私たちのフルブライト招聘は、夫婦同伴でキャンパス内で住むことが条件となっていた。妻が仕事を持っていて同伴してくれていなかったら、私のフルブライト招聘は実現していなかった。妻の専業主婦のお蔭であるが、妻からすれば、英語からは全く遠ざかった生活であったから、同伴すると言っても度胸をきめなければならなかったと思う。しかし、2度目のアメリカ訪問であるから、どんな生活になるか大凡の見当はついていたので、腰を上げやすかったとは思う。
妻なりに準備が大変であった。キャンパス内の住宅だから、自宅に来客があるだろうし、その時のために日本の食事やおやつの材料を用意しなければならない、ということで何を持っていくか、日本の香辛料まで含めて、いろんな材料を用意した。まさに日本文化の香りを伝えようという意気込みであった。
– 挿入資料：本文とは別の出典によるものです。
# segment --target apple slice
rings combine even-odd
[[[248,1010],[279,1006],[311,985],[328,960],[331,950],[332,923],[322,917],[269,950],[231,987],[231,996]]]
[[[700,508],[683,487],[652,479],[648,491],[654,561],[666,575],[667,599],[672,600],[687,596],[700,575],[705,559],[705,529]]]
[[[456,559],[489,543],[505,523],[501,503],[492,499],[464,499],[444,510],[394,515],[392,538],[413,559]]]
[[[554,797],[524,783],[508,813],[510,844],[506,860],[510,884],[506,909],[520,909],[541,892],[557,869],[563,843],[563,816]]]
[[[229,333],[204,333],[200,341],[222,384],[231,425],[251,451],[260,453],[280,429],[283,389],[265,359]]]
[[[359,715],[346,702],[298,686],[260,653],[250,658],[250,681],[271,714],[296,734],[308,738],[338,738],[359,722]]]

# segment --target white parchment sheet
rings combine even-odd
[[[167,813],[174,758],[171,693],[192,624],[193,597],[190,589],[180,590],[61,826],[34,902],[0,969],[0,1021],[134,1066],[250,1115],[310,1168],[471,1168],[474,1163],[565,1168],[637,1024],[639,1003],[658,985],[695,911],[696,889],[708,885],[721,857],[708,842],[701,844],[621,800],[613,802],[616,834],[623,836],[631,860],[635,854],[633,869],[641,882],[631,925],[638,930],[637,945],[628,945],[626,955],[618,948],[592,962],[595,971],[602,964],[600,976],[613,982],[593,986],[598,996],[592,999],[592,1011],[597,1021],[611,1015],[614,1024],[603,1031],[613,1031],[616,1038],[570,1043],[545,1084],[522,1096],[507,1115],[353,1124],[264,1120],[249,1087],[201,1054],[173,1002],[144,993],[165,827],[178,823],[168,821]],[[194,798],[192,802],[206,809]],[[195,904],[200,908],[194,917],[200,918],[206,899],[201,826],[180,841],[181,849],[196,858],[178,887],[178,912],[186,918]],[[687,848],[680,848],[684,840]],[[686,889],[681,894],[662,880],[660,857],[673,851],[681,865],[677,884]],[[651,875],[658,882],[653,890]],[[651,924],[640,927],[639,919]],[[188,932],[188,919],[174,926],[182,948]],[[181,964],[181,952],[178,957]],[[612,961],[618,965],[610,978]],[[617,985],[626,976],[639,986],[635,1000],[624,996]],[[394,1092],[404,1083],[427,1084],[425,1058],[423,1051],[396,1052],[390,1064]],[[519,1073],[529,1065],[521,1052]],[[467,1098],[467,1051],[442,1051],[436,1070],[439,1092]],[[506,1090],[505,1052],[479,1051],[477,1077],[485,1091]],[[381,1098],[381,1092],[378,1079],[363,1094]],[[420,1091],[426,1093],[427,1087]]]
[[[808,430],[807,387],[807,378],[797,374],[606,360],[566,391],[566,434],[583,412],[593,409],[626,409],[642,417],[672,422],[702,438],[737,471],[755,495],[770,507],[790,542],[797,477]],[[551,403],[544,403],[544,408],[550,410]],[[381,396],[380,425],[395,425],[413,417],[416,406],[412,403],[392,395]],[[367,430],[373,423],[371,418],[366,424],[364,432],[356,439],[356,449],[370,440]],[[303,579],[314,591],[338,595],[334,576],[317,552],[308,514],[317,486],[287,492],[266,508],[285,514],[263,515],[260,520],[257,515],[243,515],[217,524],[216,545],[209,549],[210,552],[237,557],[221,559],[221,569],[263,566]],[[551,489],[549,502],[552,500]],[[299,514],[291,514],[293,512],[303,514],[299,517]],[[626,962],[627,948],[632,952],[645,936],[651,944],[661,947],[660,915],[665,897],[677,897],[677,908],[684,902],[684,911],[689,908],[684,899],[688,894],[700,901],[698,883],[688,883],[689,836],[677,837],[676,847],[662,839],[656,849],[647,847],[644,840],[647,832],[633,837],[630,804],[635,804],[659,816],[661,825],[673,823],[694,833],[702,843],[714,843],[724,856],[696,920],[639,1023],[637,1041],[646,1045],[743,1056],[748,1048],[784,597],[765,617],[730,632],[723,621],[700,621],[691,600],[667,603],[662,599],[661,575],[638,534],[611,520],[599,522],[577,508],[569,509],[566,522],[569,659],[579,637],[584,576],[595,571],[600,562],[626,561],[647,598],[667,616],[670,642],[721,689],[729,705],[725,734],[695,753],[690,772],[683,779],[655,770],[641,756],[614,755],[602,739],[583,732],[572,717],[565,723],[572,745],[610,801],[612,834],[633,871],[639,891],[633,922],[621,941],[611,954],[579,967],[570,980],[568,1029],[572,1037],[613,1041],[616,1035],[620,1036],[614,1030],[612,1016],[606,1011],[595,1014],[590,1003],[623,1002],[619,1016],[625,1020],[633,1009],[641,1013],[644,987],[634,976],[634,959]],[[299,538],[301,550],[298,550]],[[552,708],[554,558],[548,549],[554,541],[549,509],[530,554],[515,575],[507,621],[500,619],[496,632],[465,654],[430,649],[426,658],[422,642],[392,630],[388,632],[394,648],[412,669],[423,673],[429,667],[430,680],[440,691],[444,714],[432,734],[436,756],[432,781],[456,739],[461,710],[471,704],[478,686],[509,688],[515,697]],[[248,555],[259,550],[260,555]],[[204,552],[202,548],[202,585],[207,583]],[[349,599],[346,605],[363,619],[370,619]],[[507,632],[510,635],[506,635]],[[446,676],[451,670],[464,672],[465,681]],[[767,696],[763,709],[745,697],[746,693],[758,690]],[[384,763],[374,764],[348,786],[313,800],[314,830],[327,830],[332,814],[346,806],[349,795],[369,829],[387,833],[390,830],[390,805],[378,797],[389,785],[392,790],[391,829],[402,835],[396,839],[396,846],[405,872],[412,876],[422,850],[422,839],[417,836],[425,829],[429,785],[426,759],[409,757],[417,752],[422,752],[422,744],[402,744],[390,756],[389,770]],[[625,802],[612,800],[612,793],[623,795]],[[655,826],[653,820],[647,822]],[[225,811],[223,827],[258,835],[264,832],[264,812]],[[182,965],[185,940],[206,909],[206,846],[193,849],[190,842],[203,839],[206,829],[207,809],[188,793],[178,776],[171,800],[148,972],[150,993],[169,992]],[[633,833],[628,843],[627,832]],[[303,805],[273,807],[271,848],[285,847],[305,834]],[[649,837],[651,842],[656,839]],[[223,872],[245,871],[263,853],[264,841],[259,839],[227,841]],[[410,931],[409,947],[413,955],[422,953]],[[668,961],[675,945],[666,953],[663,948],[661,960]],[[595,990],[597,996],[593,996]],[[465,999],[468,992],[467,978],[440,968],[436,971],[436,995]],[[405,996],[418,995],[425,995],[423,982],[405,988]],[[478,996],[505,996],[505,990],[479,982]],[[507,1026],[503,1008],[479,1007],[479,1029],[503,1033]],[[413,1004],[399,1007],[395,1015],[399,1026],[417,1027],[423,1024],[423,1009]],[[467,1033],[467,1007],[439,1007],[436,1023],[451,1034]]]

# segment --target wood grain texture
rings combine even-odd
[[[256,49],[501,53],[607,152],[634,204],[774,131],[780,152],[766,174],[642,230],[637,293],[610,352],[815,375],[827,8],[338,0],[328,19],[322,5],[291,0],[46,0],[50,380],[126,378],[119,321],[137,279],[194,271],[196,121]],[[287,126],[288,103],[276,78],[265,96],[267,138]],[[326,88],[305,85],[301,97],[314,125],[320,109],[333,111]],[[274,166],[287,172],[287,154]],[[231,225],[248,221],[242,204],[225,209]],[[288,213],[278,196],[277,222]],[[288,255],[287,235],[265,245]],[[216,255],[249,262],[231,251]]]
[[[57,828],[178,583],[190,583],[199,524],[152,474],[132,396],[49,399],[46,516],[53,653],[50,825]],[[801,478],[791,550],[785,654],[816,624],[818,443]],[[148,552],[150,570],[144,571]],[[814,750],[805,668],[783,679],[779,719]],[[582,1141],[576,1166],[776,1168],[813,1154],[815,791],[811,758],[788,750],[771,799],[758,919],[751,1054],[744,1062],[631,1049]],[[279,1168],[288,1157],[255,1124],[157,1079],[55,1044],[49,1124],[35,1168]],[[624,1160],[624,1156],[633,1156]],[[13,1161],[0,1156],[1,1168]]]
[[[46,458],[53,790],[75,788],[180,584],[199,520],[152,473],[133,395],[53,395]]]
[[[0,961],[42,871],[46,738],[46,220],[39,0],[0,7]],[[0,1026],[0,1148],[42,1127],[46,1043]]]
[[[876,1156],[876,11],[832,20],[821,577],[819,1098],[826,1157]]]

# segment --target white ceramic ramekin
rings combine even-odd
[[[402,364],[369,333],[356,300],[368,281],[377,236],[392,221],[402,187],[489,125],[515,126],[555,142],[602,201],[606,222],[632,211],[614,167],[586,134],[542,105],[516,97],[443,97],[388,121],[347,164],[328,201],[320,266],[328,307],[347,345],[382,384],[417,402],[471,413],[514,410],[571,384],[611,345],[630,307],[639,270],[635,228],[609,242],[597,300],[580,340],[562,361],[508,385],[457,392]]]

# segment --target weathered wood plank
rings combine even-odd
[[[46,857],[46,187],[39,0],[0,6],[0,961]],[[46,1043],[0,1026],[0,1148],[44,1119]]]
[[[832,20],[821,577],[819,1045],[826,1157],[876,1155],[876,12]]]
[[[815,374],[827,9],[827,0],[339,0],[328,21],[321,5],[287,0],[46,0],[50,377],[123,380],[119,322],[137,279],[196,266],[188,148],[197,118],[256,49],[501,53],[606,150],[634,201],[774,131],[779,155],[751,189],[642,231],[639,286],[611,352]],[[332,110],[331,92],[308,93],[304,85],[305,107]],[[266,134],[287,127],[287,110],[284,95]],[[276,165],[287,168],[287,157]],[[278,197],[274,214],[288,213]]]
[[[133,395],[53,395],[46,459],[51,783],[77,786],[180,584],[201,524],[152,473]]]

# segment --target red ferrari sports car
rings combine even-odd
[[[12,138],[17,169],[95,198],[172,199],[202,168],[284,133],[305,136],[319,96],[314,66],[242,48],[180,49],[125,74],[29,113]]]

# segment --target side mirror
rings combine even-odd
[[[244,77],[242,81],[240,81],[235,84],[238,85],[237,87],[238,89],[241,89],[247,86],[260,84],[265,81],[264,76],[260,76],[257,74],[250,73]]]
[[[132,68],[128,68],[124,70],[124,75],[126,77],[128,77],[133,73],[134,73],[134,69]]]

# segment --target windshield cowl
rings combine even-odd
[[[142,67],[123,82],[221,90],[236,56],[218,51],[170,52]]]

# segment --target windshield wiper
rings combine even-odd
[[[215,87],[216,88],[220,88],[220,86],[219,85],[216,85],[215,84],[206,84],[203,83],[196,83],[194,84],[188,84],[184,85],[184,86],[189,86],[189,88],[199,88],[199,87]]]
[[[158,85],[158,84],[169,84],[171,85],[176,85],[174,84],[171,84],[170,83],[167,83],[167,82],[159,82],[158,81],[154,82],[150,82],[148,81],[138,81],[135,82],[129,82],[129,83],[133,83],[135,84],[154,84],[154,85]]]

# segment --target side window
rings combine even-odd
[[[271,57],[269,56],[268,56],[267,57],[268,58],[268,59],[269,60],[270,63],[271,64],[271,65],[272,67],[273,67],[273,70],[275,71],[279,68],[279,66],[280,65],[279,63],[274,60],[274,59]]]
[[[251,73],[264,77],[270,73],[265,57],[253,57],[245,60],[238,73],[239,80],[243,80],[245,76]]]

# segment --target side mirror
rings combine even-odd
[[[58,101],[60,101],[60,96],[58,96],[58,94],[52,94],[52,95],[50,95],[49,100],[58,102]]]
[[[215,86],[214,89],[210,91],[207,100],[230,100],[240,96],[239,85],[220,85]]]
アメリカでは、私達は教室にも近くて裏庭もある2階建ての一戸建ちを与えられた。キャンパス全体も、そんなに大きくなかったので、学生も教員も気軽に立ち寄ることができるところに位置していた。
私の授業は「日本の社会と文化」がテーマであったから、その一環として「日本の料理」の時には家に学生たちを招いて実際に食べてもらった。持参した材料を使って、できるだけバラエティーに富んだ日本の食べ物を紹介した。巻きずし、にぎり、ばら寿司、おにぎり、うどん、天ぷら、焼き鳥、みそ汁、こんぶ、梅干し、漬け物、めざし、するめ、ちりめんじゃこ、ようかん、おかきなど、それに煎茶、抹茶、番茶などのお茶も用意した。食事のときは、もちろん箸を使ってもらった。
ちりめんじゃこのあの小さな目がこわいという学生がいた。これには驚いたが、また何でも大胆に食べる学生もいた。彼らにとっては、初めての食品ばかりで、反応はさまざまであったが、全員が一様に美味しいと言ったのは天ぷらであった。料理や味には、文化の違いがよく現れており、その違いの実際を体感してもらったわけである。この食べ物教育は好評で日本への関心を一段と高めたようであった。
ある教授夫妻を招いたときであった。家内が天ぷらを揚げて熱々を食べてもらおうと台所とテーブルを行ったり来たりしていて、テーブルに就かないことがあった。ゲストはそれが不思議で、どうして席に座らないのかという。天ぷらを美味しく食べてもらうには、揚げたてをこうして食べてもらうのが一番なのだと説明すると、なるほどと納得する。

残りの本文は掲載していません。